Primitive reflexes in school-age kids: why an OT might screen them, what the evidence says, and how to spot non-functional programs

Disclaimer: Y’all. This is not my area of expertise. I specialize in birth to three. However, I do work with some older children and am in several OT circles at an organizational and advocacy level. When reading through AOTA’s Practice Smart initiative, a few points really stood out to me. One of them was primitive reflex exercises, which really seem to be a fad in some circles. I wanted to learn more about the “promises” and how primitive reflex integration should be (or should not be) appropriately addressed in treatment plans according to evidence. In a time of life where so many quick fixes can be found online, research matters.

This post took me awhile because I had to do a lot of learning myself, but without further ado..

Primitive reflexes are early movement patterns that support infancy and typically fade as the nervous system matures. In older kids, an OT may screen for lingering reflexes when there are real classroom concerns such as poor handwriting, trouble copying from the board, poor postural control, or difficulty coordinating eyes and hands. Reflexes should not be the goal in itself.
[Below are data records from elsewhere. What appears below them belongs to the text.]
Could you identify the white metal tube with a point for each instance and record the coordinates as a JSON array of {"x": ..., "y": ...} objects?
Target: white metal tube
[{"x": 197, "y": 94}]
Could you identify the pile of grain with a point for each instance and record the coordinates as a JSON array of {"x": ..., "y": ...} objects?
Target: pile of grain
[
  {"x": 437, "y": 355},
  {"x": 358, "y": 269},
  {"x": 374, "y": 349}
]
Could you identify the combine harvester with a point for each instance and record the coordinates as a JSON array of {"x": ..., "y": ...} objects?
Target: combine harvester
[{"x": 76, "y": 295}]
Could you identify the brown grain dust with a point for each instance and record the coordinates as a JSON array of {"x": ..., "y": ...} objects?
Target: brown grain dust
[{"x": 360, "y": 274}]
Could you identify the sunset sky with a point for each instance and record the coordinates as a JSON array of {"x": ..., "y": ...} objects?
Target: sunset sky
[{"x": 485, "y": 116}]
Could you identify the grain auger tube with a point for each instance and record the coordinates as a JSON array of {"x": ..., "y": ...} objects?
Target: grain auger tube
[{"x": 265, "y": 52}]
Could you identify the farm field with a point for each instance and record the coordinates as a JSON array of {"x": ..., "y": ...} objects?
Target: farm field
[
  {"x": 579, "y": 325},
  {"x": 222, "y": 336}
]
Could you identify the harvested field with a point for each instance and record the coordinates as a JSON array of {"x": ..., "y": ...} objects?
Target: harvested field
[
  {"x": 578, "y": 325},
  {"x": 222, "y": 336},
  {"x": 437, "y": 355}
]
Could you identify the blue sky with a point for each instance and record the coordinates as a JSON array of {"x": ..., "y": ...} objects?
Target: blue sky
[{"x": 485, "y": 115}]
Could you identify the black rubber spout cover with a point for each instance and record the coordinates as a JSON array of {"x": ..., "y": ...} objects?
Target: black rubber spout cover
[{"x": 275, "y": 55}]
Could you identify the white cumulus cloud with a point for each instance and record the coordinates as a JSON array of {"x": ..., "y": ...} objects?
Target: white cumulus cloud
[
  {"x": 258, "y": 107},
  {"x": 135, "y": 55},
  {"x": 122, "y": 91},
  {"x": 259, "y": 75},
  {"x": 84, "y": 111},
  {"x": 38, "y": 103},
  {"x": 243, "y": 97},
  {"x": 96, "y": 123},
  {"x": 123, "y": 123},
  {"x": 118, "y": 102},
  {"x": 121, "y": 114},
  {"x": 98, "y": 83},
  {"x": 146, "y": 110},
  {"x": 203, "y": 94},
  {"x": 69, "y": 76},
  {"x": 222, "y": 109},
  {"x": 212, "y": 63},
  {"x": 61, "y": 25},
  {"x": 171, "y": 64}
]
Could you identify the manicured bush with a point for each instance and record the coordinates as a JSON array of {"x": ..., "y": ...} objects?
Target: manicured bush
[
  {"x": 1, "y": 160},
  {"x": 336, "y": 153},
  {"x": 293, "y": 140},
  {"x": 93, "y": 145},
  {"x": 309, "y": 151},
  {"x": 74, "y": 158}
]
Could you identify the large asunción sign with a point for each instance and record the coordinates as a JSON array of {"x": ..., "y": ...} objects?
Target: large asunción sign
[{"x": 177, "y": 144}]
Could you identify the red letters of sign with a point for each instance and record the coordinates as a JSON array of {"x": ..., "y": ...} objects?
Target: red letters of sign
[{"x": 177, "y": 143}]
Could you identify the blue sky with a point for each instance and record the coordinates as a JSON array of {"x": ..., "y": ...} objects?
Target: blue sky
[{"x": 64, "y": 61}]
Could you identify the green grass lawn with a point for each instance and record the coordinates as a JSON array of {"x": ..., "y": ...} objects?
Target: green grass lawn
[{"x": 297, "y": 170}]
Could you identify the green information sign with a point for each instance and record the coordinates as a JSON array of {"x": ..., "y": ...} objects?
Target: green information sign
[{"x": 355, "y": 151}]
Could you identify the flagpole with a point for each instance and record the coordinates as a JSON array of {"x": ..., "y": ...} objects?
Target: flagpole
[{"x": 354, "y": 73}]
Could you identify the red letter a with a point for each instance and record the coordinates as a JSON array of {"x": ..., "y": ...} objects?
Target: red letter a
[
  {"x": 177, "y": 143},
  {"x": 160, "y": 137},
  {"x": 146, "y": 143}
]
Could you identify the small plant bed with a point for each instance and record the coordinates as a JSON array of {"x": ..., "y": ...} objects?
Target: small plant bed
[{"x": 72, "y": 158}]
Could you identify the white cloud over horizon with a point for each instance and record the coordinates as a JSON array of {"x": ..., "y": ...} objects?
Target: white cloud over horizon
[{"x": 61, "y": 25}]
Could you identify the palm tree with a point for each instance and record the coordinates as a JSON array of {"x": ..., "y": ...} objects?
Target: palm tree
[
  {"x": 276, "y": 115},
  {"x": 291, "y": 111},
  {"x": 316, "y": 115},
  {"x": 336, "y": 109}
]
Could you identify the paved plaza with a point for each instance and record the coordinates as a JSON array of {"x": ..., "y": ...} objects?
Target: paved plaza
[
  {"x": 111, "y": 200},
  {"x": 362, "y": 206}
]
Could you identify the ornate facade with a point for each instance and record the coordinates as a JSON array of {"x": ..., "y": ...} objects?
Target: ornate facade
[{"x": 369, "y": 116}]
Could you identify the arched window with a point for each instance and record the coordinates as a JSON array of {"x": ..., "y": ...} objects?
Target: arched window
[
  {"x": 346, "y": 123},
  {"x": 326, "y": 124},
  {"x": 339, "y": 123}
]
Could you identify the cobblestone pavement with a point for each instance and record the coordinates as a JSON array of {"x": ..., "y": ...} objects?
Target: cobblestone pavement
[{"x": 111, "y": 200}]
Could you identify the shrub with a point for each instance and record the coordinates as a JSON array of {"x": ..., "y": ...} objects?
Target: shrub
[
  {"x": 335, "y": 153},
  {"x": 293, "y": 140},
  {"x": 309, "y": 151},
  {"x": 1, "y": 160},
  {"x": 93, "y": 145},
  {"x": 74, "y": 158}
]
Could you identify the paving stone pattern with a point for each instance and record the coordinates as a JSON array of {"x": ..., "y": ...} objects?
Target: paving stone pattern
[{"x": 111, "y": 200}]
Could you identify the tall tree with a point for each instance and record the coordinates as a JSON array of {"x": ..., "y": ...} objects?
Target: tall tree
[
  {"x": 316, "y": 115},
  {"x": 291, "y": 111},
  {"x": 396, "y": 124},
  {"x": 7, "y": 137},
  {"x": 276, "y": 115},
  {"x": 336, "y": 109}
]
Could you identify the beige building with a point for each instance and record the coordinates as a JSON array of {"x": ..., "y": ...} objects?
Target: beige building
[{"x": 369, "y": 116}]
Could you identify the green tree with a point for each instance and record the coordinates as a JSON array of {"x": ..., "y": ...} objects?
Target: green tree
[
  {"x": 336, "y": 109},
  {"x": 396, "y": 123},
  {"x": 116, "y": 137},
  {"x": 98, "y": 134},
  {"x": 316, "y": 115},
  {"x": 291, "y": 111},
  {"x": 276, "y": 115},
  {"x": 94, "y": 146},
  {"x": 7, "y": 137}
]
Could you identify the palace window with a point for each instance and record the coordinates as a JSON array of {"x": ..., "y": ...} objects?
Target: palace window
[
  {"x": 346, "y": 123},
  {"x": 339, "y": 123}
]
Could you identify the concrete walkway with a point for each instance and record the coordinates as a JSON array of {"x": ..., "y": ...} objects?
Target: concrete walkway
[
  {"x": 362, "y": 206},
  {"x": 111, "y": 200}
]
It is one clue that helps explain participation problems in writing, reading, self-care, or playground play. The intervention still centers on the tasks the student needs to do at school and at home.
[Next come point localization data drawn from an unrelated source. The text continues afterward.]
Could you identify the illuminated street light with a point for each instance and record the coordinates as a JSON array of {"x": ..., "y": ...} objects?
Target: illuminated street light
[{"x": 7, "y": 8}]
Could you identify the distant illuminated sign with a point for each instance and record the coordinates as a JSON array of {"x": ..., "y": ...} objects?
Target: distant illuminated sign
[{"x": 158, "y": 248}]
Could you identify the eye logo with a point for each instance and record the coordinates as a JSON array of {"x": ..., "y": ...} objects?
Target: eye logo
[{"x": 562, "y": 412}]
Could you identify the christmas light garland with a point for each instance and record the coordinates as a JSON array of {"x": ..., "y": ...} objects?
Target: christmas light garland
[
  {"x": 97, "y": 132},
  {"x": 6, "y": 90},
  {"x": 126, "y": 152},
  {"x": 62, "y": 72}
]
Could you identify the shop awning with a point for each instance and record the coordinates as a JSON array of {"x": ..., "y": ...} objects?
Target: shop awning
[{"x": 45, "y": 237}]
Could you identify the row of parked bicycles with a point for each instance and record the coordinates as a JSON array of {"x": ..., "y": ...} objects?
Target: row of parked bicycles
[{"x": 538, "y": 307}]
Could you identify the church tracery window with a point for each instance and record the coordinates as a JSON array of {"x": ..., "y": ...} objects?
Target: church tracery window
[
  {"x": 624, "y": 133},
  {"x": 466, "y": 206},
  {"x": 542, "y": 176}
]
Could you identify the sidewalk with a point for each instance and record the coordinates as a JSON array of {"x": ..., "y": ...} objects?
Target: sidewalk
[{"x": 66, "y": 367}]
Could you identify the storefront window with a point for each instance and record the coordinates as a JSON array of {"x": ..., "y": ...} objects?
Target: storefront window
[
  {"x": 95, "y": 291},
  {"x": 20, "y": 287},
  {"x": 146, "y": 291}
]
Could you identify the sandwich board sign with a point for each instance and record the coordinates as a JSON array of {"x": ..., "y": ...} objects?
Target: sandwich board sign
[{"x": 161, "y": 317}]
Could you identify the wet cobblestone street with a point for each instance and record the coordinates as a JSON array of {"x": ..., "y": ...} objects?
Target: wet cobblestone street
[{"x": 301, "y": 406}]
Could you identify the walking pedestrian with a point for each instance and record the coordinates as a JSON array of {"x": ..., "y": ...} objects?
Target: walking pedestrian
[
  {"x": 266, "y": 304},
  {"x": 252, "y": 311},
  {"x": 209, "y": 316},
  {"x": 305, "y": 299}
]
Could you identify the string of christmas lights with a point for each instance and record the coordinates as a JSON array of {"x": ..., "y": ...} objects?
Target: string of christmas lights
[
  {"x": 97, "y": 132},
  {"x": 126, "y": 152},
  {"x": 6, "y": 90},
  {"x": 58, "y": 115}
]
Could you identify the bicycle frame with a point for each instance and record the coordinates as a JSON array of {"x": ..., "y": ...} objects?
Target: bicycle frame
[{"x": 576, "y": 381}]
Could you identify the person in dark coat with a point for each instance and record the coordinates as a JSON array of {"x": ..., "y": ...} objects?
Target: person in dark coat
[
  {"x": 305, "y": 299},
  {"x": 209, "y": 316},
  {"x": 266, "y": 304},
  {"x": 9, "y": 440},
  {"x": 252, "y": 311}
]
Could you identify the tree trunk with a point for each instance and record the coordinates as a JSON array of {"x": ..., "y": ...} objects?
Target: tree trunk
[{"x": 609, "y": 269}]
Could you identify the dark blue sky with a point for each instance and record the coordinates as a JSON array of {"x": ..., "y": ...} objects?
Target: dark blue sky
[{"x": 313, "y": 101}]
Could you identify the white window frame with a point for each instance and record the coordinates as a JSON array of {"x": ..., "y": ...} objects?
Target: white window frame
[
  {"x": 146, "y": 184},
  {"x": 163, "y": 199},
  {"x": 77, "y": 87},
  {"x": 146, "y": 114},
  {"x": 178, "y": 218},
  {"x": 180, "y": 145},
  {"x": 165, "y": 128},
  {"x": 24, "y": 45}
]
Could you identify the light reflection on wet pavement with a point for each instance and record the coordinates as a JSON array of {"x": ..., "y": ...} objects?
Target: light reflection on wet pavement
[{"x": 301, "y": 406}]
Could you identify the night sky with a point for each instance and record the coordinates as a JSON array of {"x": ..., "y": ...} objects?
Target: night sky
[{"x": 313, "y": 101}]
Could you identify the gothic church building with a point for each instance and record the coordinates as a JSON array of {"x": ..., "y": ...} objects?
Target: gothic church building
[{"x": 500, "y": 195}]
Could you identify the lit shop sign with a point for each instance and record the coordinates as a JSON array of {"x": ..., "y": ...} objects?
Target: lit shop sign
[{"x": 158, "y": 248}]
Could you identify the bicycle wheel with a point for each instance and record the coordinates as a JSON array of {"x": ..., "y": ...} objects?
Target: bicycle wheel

What AOTA’s Practice Smart recommendation actually says

AOTA’s (American Occupational Therapy Association) Practice Smart list includes recommendation number 8: Do not use reflex integration programs for individuals with delayed primary motor reflexes unless there are clear links to occupational outcomes. AOTA explains that interventions designed only to integrate retained reflexes do not in themselves promote participation, and that the presence of a retained reflex does not automatically equal functional impairment. If a clinician is considering reflex techniques, they should use standardized tools and assessment approaches to connect any impairment to occupational performance, and intervention should focus on occupational participation and performance rather than reflex integration as the end point. AOTA

What the research shows

  1. Several studies report links between active primitive reflexes and weaker motor or attention performance in preschool and school-age cohorts. This shows correlation, not inevitability, and many children with observable reflexes still function well. PMC

  2. Reflex-only programs have mixed or limited support. A well-known randomized, double blind trial reported reading gains after a program that replicated primary reflex movements for children with specific reading difficulties. Results apply to a narrow group and do not prove that reflex drills alone improve broad school participation for most learners. Later work is heterogeneous and often preliminary. Function-first, task-oriented OT remains the safer bet. PMC

  3. Use reflex findings within comprehensive assessments and not alone. AOTA’s Practice Smart (Choosing Wisely) initiative emphasizes shared decision making and avoiding low value services by tying assessments to outcomes that matter in daily life functioning. PubMed

When addressing reflexes is appropriate and functional?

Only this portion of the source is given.